Have beer, will travel

Craft beer in a cooler? Can do!
By JOSH SMITH  |  June 2, 2010

Culture and experience have taught us that beer in a can is of lesser quality. But with several craft brewers' recent foray into the world of canning, it may be time to put this crude stereotype to bed.

It is true that once upon a time, cans were exclusively the domain of macro-lagers. No more. The advent of micro-canning technology in 2001 and the ability to place smaller orders of aluminum cans have allowed the little guys to join the party, and dozens of craft brewers have opted for cans over bottles, all across the country.

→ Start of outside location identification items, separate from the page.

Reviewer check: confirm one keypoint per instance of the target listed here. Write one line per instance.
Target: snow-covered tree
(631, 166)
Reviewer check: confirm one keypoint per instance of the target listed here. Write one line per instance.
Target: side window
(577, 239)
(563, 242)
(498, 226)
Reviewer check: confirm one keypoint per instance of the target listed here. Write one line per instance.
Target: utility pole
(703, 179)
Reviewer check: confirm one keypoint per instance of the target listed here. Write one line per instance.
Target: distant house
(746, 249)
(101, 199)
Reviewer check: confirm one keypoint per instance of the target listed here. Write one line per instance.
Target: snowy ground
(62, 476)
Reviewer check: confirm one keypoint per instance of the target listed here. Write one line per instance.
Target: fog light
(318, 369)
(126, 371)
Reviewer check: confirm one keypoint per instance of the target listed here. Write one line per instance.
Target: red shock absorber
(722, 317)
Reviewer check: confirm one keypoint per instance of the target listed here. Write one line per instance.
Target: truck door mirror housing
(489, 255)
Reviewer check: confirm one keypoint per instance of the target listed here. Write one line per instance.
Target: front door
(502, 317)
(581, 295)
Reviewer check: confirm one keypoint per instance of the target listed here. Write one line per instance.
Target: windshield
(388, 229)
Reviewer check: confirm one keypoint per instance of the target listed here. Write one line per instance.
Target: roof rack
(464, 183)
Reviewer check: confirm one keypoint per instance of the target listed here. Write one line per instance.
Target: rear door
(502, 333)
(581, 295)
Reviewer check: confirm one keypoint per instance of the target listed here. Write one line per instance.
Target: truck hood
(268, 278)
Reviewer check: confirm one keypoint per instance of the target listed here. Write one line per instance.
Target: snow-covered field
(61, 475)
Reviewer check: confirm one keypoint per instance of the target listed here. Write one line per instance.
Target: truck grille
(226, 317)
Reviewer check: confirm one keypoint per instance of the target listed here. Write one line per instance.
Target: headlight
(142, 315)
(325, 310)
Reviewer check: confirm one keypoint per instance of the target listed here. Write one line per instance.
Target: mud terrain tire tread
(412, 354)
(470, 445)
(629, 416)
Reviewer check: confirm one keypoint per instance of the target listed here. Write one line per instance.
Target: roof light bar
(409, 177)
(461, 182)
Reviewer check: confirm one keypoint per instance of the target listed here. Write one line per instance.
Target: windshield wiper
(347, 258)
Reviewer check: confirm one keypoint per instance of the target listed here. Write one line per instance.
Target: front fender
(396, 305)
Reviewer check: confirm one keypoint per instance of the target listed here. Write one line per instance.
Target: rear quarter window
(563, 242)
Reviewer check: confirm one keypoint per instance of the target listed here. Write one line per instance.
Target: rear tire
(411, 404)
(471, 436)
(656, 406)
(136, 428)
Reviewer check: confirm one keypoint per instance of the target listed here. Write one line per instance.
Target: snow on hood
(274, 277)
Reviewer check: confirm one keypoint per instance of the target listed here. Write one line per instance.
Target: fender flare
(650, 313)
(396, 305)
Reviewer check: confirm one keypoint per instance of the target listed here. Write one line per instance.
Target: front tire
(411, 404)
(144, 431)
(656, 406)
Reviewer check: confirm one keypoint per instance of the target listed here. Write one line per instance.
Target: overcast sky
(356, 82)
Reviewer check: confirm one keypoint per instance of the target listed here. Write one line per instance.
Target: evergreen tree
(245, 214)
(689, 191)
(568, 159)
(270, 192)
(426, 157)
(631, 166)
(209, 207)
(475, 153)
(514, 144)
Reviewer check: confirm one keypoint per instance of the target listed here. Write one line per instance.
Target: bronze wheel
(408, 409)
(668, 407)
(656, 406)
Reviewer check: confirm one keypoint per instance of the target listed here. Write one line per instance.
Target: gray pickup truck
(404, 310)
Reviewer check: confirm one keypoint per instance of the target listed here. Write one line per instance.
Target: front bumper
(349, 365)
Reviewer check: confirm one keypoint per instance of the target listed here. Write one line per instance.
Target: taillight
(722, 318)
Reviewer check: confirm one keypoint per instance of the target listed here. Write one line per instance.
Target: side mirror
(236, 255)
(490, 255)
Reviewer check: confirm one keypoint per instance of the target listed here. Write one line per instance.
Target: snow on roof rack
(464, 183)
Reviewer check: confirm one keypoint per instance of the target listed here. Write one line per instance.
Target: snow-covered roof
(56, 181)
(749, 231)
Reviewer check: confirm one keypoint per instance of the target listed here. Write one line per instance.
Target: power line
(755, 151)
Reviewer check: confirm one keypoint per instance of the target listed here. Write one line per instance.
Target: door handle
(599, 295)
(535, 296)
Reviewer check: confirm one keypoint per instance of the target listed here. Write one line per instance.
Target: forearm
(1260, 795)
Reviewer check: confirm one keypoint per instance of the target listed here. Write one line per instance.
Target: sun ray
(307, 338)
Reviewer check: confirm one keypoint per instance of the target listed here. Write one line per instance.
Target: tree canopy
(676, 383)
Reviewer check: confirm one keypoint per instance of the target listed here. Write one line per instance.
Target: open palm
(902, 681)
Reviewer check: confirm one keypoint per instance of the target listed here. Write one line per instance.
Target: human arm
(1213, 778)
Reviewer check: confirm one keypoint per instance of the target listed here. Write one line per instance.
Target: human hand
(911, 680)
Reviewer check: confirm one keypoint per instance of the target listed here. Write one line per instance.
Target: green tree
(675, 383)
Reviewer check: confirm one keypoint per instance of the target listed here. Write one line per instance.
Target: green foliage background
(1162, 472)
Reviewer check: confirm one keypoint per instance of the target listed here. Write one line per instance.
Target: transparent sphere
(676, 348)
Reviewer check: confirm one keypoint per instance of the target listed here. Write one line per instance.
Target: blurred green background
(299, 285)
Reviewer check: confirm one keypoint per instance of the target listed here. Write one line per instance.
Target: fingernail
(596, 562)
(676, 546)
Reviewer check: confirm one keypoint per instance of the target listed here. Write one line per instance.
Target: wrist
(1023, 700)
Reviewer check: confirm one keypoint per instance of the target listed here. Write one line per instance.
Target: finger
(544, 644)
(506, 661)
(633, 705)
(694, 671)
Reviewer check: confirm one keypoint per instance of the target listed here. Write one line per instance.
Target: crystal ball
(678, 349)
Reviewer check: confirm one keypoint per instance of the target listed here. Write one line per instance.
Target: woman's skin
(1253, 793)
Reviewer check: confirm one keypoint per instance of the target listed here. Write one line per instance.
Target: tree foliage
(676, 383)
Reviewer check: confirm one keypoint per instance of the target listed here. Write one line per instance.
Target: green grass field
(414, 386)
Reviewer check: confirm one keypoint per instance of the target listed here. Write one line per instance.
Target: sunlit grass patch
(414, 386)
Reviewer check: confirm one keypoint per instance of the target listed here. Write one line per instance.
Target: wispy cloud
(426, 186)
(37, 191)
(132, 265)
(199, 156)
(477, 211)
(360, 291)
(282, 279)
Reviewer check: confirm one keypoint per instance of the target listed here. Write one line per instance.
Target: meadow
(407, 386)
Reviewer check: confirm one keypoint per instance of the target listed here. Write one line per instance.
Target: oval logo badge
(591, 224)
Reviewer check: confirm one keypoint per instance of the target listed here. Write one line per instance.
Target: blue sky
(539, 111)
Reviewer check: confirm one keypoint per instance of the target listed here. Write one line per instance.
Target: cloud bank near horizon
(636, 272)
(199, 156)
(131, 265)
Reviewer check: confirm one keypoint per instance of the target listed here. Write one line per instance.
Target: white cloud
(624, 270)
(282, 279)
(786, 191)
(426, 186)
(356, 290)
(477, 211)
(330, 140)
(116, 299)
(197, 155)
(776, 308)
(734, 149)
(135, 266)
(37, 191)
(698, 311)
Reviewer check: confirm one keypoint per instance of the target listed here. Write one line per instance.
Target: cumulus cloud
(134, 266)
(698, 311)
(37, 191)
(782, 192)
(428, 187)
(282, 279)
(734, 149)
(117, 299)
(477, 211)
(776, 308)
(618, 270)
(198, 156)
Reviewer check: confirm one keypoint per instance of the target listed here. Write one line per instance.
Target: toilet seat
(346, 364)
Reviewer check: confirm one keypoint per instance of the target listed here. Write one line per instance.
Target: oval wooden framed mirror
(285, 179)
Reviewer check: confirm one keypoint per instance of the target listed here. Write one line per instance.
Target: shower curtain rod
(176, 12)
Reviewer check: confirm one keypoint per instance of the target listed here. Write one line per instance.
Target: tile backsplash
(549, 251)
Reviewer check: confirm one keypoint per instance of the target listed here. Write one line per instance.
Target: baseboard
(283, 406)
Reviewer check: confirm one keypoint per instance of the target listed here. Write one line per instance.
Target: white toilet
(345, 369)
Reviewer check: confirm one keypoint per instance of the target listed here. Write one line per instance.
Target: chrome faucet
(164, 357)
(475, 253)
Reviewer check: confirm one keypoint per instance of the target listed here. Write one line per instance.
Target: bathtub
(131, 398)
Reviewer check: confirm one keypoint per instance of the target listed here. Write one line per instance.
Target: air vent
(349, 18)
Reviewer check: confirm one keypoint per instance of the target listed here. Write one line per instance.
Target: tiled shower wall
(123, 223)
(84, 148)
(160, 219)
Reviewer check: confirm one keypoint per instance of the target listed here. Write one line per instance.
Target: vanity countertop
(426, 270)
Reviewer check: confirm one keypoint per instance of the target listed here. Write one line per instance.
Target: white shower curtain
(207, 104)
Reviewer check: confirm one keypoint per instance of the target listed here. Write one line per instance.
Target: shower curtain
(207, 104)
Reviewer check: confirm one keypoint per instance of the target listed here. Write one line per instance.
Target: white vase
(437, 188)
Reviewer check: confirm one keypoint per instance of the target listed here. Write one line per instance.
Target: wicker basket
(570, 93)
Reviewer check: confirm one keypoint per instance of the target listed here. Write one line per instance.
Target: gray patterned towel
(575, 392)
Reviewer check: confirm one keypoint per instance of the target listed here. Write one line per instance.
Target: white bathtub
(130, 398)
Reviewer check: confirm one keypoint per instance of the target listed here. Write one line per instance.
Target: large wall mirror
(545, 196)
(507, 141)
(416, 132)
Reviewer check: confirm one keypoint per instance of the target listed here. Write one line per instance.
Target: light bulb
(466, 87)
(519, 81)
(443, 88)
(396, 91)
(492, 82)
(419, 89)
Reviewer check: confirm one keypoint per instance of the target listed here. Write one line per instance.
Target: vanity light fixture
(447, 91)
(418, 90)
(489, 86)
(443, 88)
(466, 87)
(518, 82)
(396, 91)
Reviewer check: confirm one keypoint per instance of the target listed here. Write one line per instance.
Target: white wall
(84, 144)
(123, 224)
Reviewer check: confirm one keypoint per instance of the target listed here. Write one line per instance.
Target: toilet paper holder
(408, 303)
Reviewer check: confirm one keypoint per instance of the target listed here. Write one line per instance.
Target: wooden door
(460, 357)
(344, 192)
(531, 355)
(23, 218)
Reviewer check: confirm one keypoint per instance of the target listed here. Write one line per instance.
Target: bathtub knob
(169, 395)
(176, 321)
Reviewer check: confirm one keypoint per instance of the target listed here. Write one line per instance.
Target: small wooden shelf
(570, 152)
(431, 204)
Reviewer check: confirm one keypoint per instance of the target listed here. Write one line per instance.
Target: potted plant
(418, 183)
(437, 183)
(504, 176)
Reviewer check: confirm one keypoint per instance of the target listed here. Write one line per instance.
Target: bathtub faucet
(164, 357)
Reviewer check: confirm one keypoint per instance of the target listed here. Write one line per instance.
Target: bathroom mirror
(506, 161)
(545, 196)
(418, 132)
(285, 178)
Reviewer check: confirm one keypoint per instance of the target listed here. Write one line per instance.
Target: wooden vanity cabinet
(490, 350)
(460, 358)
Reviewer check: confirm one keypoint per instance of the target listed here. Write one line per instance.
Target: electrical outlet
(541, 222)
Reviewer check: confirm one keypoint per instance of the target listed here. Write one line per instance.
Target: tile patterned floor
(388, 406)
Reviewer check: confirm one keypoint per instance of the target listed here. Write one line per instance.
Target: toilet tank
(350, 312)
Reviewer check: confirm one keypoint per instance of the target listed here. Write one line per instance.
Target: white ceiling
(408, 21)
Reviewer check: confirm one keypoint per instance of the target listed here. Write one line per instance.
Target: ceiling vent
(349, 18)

Nevertheless, the social stigma surrounding canned beers remains. Beyond underlying class prejudices is the lie that beer in a can has a metallic taste to it. However, the polymer coating that is sprayed on the inside prevents any liquid from making contact with the aluminum. I can say without bragging that I have a fairly well-attuned palate, and cannot tell a beer's origin once poured in a glass.

In fact, there are several advantages to cans over bottles. For starters, it is more difficult for oxygen or light to enter a can, the main reasons that a beer may become damaged, or "skunked." Cans are even good for Mother Earth — chilling quicker in the refrigerator, lighter to ship, and much easier to recycle.

Obviously the biggest argument in favor of cans is that they can go where bottles cannot. Whether you are going camping or hiking, to the beach or the park, cans are ideal for your upcoming trips this summer. Lighter to carry and much harder to break, cans are a staple in this outdoorsman's cooler.

Blazing the trail for the can movement is OSKAR BLUES brewery of Colorado. Their flagship DALE'S PALE ALE is a perfect beer in my opinion for its big flavor of piney and citric hops and sweet malts. OLD CHUB, a Scottish Ale, and TEN FIDY, a Russian Imperial Stout, also receive high marks as formidable styles that pack a punch. With a portfolio that also includes Imperial IPAs and a Czech Pilsner, Oskar Blues is a versatile, elite brewer worthy of the often high price tag.

But Oskar Blues isn't the only brewer that has figured out how to cram a whole lot of hops into a little can. Oregon's CALDERA IPA is as flavorful as Dale's, with the hops taking on more of a grapefruit inflection. 21ST AMENDMENT IPA from San Francisco works as more of a sessionable IPA, but I can't say I endorse their HELL OR HIGH WATERMELON WHEAT BEER. Some things simply don't belong in beer, and I count watermelon among them.

CENTRAL CITY RED RACER IPA of British Columbia, Canada manages to incorporate all of these different hop flavors — pine, citrus, grapefruit — to create one intense IPA. Their namesake PALE ALE doesn't hold up to similar scrutiny, but not many beers do.

Out east, BUTTERNUTS BEER AND ALE jumps out at you walking down the craft beer aisle with its brightly colored cartoon characters adorning the can. The names follow suit: SNAPPERHEAD IPA, PORKSLAP PALE, HEINNIEWEISSE WEISSEBIER, and MOO THUNDER STOUT. Butternuts will do in a pinch, but even better is Pennsylvania's SLY FOX PIKELAND PILS, a bready yet spicy German pilsner that is entirely sessionable.